An issue in every federal case that reviews a denied or terminated long-term disability insurance claim is what standard of review the court should apply. Normally, ERISA governs an LTD policy obtained through an employer. ERISA is a complicated federal law that sets standards and procedures for insurers and their administrators when they process LTD claims.
When the policy gives the claims administrator discretion to decide claims, a court reviewing a denial or termination under ERISA must determine whether the denial was arbitrary and capricious. While this sounds like a low standard, often courts do not automatically affirm negative decisions. Courts often find that administrators acted arbitrarily and capriciously. In those cases, the claimants usually either get benefits or have their claims sent back to the administrators for reconsideration.
The Hennen case
On September 14, the U.S. Court of Appeals for the 7th Circuit issued a decision in an LTD review finding that the termination of an LTD claim had been arbitrary and capricious. Susan Hennen was a sales specialist who became disabled after a back injury and surgery. She received LTD benefits until she reached a two-year limit on benefits payable for neuromusculoskeletal disorders.
The policy had an exception to termination based upon the two-year benefit limitation when a claimant has a radiculopathy, but the insurer, MetLife, found that Hennen did not have this condition. The court found that the insurer acted arbitrarily when it made this finding because the administrator discounted the four doctors’ opinions that she had a radiculopathy and instead credited the one doctor’s opinion that she did not, but instead recommended additional testing. The insurer terminated Hennen without ordering the recommended testing — another action that the court found arbitrary and capricious.

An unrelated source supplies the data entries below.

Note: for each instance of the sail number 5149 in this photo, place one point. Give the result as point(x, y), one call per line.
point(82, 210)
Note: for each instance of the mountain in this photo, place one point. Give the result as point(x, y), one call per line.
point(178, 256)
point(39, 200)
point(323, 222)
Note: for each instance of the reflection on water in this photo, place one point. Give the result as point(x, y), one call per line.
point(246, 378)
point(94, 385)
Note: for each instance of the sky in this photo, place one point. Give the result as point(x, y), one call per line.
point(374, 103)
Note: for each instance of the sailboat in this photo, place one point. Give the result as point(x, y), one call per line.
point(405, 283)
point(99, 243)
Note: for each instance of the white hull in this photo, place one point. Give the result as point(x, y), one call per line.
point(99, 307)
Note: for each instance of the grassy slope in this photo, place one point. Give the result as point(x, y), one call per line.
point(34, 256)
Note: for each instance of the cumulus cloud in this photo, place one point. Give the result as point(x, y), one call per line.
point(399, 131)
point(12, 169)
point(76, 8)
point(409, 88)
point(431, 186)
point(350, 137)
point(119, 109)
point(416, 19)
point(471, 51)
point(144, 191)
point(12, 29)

More about the arbitrary-and-capricious standard
The 7th Circuit looked at cases within the circuit and explained that the arbitrary-and-capricious standard, while “deferential” is not a “rubber stamp.” The court said that there must not be an “absence of reasoning” for the denial or termination.
The court stated that it would affirm the insurer’s decision so long as at least one of these are true:
- A “reasoned explanation” is possible for the decision considering the evidence.

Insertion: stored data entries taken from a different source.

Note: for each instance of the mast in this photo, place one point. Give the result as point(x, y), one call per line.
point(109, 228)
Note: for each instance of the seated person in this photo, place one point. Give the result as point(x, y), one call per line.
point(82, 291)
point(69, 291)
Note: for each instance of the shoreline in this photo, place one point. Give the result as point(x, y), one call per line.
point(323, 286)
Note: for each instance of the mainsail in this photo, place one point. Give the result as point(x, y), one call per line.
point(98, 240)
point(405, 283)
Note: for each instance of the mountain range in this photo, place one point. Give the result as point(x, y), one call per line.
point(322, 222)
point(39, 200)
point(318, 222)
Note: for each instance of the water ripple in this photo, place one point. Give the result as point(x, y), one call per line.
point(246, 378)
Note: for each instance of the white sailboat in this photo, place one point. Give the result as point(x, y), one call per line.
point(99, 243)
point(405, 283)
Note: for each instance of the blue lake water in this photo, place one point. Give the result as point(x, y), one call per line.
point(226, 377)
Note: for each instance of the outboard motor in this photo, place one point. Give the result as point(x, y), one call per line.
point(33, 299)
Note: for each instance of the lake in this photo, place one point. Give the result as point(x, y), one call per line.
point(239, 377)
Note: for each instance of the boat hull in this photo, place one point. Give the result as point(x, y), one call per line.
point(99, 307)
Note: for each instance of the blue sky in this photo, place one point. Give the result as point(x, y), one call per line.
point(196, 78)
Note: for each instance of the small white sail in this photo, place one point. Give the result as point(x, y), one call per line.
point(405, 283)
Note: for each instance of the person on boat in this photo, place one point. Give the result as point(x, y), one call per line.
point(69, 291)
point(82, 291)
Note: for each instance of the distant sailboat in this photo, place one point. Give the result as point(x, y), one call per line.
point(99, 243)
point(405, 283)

- The decision has a “reasonable explanation of relevant plan documents.”
- The administrator based the decision on “relevant factors that encompass the important aspects of the problem.”
Interestingly, the court’s opinion equates acting arbitrarily and capriciously with exercising an abuse of discretion. In addition, it noted that another factor to weigh is that the insurer has a conflict of interest since it both decides eligibility as well as becomes liable for the claim payments if it approves the claim. In other words, the LTD insurer has a financial incentive to deny claims.
In this case, the court found that MetLife’s termination of Hennen’s benefit was an “arbitrary abuse of … discretion and a violation of the fiduciary duty it owed Hennen as a plan beneficiary,” sending the claim back to MetLife for reconsideration under the correct standards.